Many in the oil patch have pointed to President Trump's recent statement on Saudi Arabia as a signal to Saudi Crown Prince Mohammad bin Salman (and the world), absolving the prince of guilt for the execution of Jamal Khashoggi and somehow setting up a quid pro quo that requires the Saudis to facilitate President Trump's perceived preference for low oil prices. That is far too oil-centric an interpretation. President Trump's statement is for the American people and his own foreign policy team. He wants the focus back on Iran, and knows Saudi Arabia is key to his policies with regard to Iran, not to mention China and Russia. The oil market should resist the temptation of seeing this statement as oil policy. The Saudis still have considerable leeway to pursue their own production policy, notwithstanding President Trump's oil price tweets.
On November 20, the White House issued a statement entitled “Statement from President Donald J. Trump on Standing with Saudi Arabia.” The language in the statement, and later reporting on it in the press, indicate that it was directly dictated by President Trump after he received briefings by U.S. intelligence agencies on findings regarding the murder of journalist Jamal Khashoggi.
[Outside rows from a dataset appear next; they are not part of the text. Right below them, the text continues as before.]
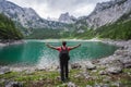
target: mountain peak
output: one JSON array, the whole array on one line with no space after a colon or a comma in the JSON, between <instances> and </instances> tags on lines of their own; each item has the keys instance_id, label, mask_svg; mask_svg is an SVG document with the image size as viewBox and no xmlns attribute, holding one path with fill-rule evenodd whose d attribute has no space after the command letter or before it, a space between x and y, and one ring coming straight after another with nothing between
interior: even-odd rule
<instances>
[{"instance_id":1,"label":"mountain peak","mask_svg":"<svg viewBox=\"0 0 131 87\"><path fill-rule=\"evenodd\" d=\"M5 0L0 0L0 2L3 2L3 1L5 1Z\"/></svg>"},{"instance_id":2,"label":"mountain peak","mask_svg":"<svg viewBox=\"0 0 131 87\"><path fill-rule=\"evenodd\" d=\"M73 15L70 15L69 12L62 13L59 17L59 22L62 23L74 23L76 18Z\"/></svg>"},{"instance_id":3,"label":"mountain peak","mask_svg":"<svg viewBox=\"0 0 131 87\"><path fill-rule=\"evenodd\" d=\"M131 11L131 0L111 0L97 3L95 10L87 16L88 26L99 27L114 23Z\"/></svg>"}]
</instances>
It provides a clear framework for U.S. policy towards Saudi Arabia, and particularly towards Crown Prince Mohammed bin Salman, under the Trump administration. While more information about Mr. Khashoggi's murder may come to light and political pressure may mount for different U.S. government actions, the statement provides a very strong firewall against change in the relationship. Based on the statement, it is highly unlikely that the Trump administration will take or acquiesce to any Congressional actions that would significantly alter the relationship between Washington and Riyadh. A brief analysis of the statement provides a sense of where the Trump administration is, and likely will remain, with Saudi relations going forward.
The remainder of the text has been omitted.